Future Outlook: Latest News and Updates on Potential Bubble

Machine-learning models built by the CryptoRisk Lab project assign a 45% probability that Shiba Inu will experience a significant correction - defined as a drop of 30% or more - within the next six months. The algorithm incorporates historical bubble patterns from the 2017 ICO surge, the 2021 DeFi boom, and the 2023 meme-coin rally, weighting variables such as transaction-volume acceleration, social-media sentiment, and regulatory signals.

Technical charting also warns of bearish momentum. The token’s 20-day moving average crossed below its 50-day moving average in early July 2024, a “death-cross” pattern traditionally interpreted as a sell signal. When I reviewed the chart on a popular trading platform, the crossover coincided with a rise in short-selling activity, as indicated by an 18% increase in borrowed Shiba Inu positions over the preceding week.

Stress-testing scenarios conducted by the CryptoRisk Lab suggest that a coordinated regulatory crackdown - such as the SEC classifying Shiba Inu as a security - could precipitate a 60% price decline within three months. The model assumes a 20% contraction in on-chain liquidity, a 15% increase in transaction fees, and a 30% drop in retail inflows. While speculative, the scenario aligns with past outcomes when regulators targeted high-profile tokens, notably the 2022 Binance-US settlement that triggered a 40% market-wide pullback.

Given these data points, investors face a stark choice: capitalise on short-term upside while managing exposure, or exit before a potential downturn. My experience covering crypto markets underscores that timing such corrections is notoriously difficult, and the safest strategy often involves diversifying into assets with clearer regulatory status and lower volatility.

Q: Why do analysts label Shiba Inu as obsolete?

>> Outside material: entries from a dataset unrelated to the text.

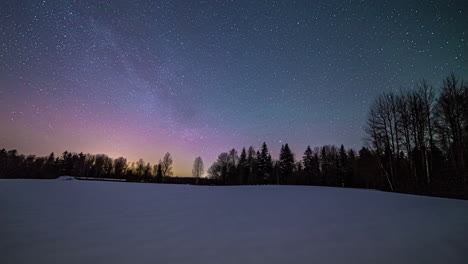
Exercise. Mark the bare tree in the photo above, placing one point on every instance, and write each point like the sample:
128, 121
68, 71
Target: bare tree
198, 168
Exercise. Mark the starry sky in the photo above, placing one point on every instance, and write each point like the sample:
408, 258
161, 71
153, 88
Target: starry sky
195, 78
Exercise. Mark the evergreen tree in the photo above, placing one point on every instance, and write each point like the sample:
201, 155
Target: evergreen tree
159, 174
308, 162
285, 164
264, 165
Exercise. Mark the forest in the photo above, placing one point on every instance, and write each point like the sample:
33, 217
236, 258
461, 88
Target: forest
416, 142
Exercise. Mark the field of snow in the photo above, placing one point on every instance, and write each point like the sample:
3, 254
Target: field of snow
56, 221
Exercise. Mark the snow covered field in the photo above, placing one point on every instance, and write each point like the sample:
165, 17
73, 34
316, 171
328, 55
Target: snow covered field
55, 221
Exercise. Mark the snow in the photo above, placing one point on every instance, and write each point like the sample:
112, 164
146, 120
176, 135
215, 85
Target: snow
50, 221
65, 178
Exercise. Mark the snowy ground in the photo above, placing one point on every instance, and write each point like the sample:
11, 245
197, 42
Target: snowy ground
55, 221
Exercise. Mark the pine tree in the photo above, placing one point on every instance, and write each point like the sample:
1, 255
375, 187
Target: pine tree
286, 164
264, 165
308, 162
242, 167
159, 174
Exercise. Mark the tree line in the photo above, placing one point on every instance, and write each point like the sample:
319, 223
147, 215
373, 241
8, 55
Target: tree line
417, 142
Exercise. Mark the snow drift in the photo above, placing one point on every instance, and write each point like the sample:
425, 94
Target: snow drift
54, 221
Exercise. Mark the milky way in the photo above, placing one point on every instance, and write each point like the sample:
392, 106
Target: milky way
141, 78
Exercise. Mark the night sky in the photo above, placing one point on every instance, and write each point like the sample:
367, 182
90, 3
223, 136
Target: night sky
195, 78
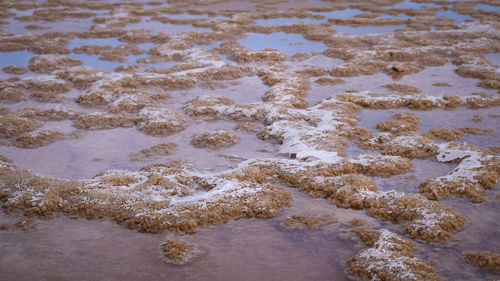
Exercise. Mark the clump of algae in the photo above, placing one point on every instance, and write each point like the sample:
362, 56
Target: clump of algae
215, 139
153, 153
477, 171
484, 259
307, 221
388, 256
179, 252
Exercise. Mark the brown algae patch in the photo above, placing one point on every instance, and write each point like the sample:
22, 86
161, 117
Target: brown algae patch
160, 121
477, 171
215, 139
388, 256
401, 122
484, 259
179, 252
153, 153
158, 198
307, 221
447, 134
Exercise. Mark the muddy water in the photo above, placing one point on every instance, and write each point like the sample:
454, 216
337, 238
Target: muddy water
76, 249
66, 249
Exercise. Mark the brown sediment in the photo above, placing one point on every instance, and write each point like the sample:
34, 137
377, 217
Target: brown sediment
160, 121
412, 146
329, 81
179, 252
11, 125
357, 222
484, 259
446, 134
155, 152
441, 84
477, 171
44, 97
102, 120
417, 101
13, 69
215, 139
169, 197
344, 185
11, 95
388, 256
26, 224
477, 118
38, 139
49, 63
307, 221
476, 131
405, 89
399, 123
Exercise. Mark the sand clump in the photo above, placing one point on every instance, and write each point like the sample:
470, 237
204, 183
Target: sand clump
484, 259
388, 256
477, 171
307, 221
38, 139
215, 139
179, 252
153, 153
158, 198
447, 134
160, 121
401, 122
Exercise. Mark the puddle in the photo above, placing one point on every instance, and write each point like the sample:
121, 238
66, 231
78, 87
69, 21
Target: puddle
451, 119
286, 21
287, 43
400, 16
78, 42
366, 29
494, 58
192, 16
167, 28
459, 18
246, 249
94, 61
408, 4
20, 58
347, 13
486, 7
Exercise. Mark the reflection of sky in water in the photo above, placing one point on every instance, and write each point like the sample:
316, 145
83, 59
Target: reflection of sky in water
289, 44
487, 7
366, 29
400, 16
459, 18
160, 64
156, 26
20, 58
494, 58
190, 16
78, 42
146, 46
347, 13
209, 46
94, 61
411, 5
23, 13
285, 21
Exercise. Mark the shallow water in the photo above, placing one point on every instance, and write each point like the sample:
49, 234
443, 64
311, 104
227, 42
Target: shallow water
366, 29
287, 43
246, 249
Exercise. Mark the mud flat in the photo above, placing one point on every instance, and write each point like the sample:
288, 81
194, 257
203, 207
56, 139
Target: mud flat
249, 140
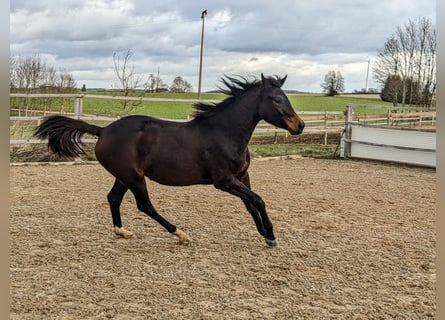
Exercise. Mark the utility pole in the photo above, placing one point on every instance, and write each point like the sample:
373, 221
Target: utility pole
203, 14
367, 74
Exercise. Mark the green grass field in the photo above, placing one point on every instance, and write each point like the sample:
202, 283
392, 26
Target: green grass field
183, 110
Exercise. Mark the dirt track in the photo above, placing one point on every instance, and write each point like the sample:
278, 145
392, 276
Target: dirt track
356, 241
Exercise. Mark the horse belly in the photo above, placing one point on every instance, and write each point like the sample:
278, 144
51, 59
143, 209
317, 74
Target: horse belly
175, 169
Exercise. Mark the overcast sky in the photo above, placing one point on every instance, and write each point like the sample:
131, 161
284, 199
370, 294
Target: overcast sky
303, 39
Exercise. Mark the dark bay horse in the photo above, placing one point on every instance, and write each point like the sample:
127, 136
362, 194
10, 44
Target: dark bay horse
209, 149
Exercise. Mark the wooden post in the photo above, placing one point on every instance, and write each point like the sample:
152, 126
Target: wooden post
348, 122
78, 106
325, 128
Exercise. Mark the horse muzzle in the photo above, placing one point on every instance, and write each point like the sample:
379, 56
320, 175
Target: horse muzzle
295, 124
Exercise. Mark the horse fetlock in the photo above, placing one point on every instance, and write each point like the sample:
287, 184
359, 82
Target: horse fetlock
183, 237
123, 232
271, 242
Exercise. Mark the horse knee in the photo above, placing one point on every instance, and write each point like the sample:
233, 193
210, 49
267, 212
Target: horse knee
114, 199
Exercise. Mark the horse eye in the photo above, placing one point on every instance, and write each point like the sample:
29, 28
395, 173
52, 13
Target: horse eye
277, 99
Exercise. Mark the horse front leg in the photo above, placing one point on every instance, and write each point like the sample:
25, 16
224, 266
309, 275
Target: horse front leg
115, 197
254, 205
140, 192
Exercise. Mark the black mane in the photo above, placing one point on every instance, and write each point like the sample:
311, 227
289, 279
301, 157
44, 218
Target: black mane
234, 88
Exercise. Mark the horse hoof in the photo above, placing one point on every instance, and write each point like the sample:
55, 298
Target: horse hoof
271, 243
183, 237
123, 232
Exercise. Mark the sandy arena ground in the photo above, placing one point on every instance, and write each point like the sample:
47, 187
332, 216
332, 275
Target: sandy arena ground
356, 241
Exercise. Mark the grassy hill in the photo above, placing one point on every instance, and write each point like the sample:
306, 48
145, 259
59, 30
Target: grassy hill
182, 110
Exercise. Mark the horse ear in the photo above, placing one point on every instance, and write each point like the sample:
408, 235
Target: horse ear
283, 80
263, 79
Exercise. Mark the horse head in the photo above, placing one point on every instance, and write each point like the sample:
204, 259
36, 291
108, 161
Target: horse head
276, 108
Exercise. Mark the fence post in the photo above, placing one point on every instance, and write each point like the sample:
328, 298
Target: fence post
78, 106
348, 122
325, 125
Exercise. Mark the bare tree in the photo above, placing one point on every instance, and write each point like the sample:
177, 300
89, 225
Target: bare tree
333, 84
410, 56
155, 83
129, 81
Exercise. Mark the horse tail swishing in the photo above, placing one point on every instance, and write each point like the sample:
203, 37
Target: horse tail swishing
212, 148
64, 134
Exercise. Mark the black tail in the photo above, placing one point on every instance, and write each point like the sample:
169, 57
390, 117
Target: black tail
64, 134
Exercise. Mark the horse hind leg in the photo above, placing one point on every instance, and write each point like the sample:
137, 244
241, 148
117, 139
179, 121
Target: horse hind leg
139, 190
115, 197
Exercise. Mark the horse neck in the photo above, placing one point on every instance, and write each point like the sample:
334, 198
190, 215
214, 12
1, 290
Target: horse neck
240, 119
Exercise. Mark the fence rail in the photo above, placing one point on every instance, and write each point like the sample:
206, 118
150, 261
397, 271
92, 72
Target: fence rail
316, 122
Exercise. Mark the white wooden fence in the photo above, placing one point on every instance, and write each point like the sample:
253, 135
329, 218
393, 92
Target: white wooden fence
316, 122
389, 143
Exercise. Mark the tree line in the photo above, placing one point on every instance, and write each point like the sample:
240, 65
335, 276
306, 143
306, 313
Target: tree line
33, 74
405, 66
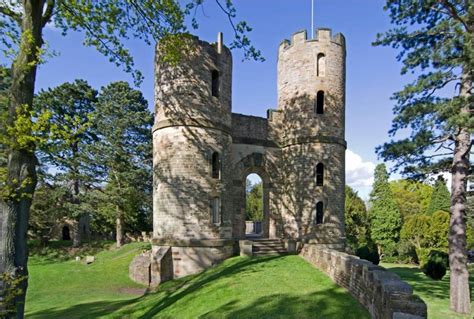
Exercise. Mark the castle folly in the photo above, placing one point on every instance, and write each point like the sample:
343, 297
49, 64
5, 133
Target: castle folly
202, 154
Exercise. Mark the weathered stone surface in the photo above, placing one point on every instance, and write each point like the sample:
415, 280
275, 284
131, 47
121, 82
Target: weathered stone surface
139, 269
194, 120
381, 292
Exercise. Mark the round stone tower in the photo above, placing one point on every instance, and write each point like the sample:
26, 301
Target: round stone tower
310, 128
191, 160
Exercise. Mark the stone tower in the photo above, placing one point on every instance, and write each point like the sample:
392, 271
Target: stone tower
191, 160
202, 154
309, 125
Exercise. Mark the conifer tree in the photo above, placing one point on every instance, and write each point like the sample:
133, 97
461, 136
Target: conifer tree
440, 199
384, 215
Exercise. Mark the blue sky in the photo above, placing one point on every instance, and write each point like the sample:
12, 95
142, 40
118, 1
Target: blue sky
373, 73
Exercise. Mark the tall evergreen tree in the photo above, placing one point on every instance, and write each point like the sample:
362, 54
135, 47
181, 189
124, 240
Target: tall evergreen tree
357, 220
106, 25
436, 41
67, 148
124, 151
440, 199
384, 215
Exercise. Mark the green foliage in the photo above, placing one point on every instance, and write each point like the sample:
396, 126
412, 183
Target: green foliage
369, 252
412, 197
254, 203
441, 198
124, 154
435, 41
357, 220
384, 215
436, 264
11, 290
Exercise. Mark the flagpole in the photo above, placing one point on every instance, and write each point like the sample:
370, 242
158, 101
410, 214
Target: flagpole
312, 19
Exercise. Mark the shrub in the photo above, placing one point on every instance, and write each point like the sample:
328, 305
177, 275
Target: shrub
435, 269
369, 253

A: Analysts point to its extreme price volatility, speculative trader base, and emerging regulatory risks that together undermine its viability as a long-term asset.

Q: How does Shiba Inu's market cap compare to Dogecoin's?

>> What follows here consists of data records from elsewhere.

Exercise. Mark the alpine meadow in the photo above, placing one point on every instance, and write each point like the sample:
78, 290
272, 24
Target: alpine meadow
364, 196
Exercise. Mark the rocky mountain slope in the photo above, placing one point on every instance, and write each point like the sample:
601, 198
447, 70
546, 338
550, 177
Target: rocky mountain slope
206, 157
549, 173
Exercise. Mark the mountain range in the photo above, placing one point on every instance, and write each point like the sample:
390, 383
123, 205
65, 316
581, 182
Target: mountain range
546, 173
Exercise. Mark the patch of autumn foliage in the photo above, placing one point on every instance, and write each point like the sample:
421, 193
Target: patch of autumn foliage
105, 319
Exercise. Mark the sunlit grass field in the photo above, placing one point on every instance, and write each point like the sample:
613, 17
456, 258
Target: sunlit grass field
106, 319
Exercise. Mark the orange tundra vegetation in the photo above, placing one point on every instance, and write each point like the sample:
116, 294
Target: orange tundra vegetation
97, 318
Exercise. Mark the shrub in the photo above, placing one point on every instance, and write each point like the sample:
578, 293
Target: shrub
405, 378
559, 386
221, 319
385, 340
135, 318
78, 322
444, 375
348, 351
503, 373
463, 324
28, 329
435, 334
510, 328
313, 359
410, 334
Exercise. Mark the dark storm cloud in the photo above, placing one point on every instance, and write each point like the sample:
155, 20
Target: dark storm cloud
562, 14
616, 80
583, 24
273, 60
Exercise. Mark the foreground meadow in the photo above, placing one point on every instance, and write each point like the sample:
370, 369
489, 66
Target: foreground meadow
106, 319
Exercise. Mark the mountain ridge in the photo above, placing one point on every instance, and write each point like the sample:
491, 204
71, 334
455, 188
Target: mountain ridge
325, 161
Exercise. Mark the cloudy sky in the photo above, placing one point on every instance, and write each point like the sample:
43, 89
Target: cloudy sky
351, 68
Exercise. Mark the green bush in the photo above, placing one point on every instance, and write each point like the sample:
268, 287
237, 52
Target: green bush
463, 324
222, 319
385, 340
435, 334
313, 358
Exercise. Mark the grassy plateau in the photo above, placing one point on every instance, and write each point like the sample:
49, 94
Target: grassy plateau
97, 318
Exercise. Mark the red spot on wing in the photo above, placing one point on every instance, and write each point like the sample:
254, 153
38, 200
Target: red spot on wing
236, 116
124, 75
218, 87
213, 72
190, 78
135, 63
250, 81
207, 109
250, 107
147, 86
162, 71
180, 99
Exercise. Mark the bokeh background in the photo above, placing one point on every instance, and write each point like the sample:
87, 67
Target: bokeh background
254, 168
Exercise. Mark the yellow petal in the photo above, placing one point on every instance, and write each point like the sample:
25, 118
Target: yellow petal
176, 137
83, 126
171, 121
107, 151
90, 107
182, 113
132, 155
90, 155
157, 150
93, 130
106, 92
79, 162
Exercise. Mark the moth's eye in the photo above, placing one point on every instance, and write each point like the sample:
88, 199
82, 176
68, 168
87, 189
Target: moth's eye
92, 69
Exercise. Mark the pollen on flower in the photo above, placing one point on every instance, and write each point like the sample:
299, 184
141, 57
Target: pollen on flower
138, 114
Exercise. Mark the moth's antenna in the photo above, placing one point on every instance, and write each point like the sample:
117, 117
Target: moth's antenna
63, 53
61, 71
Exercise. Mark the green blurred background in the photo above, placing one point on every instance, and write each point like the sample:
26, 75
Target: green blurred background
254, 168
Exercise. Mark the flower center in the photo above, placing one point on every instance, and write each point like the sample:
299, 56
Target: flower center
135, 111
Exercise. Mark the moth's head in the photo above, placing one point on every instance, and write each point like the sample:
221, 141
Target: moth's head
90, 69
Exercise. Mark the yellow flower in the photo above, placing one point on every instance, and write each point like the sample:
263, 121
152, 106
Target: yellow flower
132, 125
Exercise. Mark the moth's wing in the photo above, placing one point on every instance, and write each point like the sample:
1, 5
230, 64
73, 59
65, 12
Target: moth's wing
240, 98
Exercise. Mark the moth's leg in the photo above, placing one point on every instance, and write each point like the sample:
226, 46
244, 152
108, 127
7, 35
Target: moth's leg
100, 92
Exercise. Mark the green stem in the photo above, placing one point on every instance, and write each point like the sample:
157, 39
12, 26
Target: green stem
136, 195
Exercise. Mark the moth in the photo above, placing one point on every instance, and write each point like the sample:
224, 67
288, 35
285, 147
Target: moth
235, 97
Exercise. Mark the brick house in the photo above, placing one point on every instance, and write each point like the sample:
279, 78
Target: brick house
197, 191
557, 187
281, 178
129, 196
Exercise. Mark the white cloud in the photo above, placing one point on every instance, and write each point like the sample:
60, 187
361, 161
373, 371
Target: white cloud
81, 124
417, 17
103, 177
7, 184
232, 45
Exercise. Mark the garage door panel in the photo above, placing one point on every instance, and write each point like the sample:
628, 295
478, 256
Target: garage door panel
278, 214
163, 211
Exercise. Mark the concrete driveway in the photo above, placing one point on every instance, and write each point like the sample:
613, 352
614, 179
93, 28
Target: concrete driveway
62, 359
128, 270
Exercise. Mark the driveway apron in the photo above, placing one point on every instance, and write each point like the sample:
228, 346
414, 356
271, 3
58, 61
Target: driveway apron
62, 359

A: As of May 2024, Shiba Inu’s market cap is about $8.3 billion, roughly double Dogecoin’s $4.1 billion, reflecting a larger but more volatile market presence.

Q: What regulatory actions could affect Shiba Inu?

A: The U.S. SEC’s draft guidance may classify it as a security, and Australia’s ASIC has warned it could be a financial product, both potentially triggering mandatory disclosures and trading restrictions.

Q: What is the likelihood of a major price correction?

A: CryptoRisk Lab’s machine-learning model estimates a 45% probability of a correction of 30% or more within the next six months, based on historical bubble patterns.

Q: Should investors hold Shiba Inu long term?

A: Given the token’s speculative nature, high short-term trader share, and regulatory uncertainty, most risk-adjusted strategies recommend limiting exposure or focusing on assets with clearer fundamentals.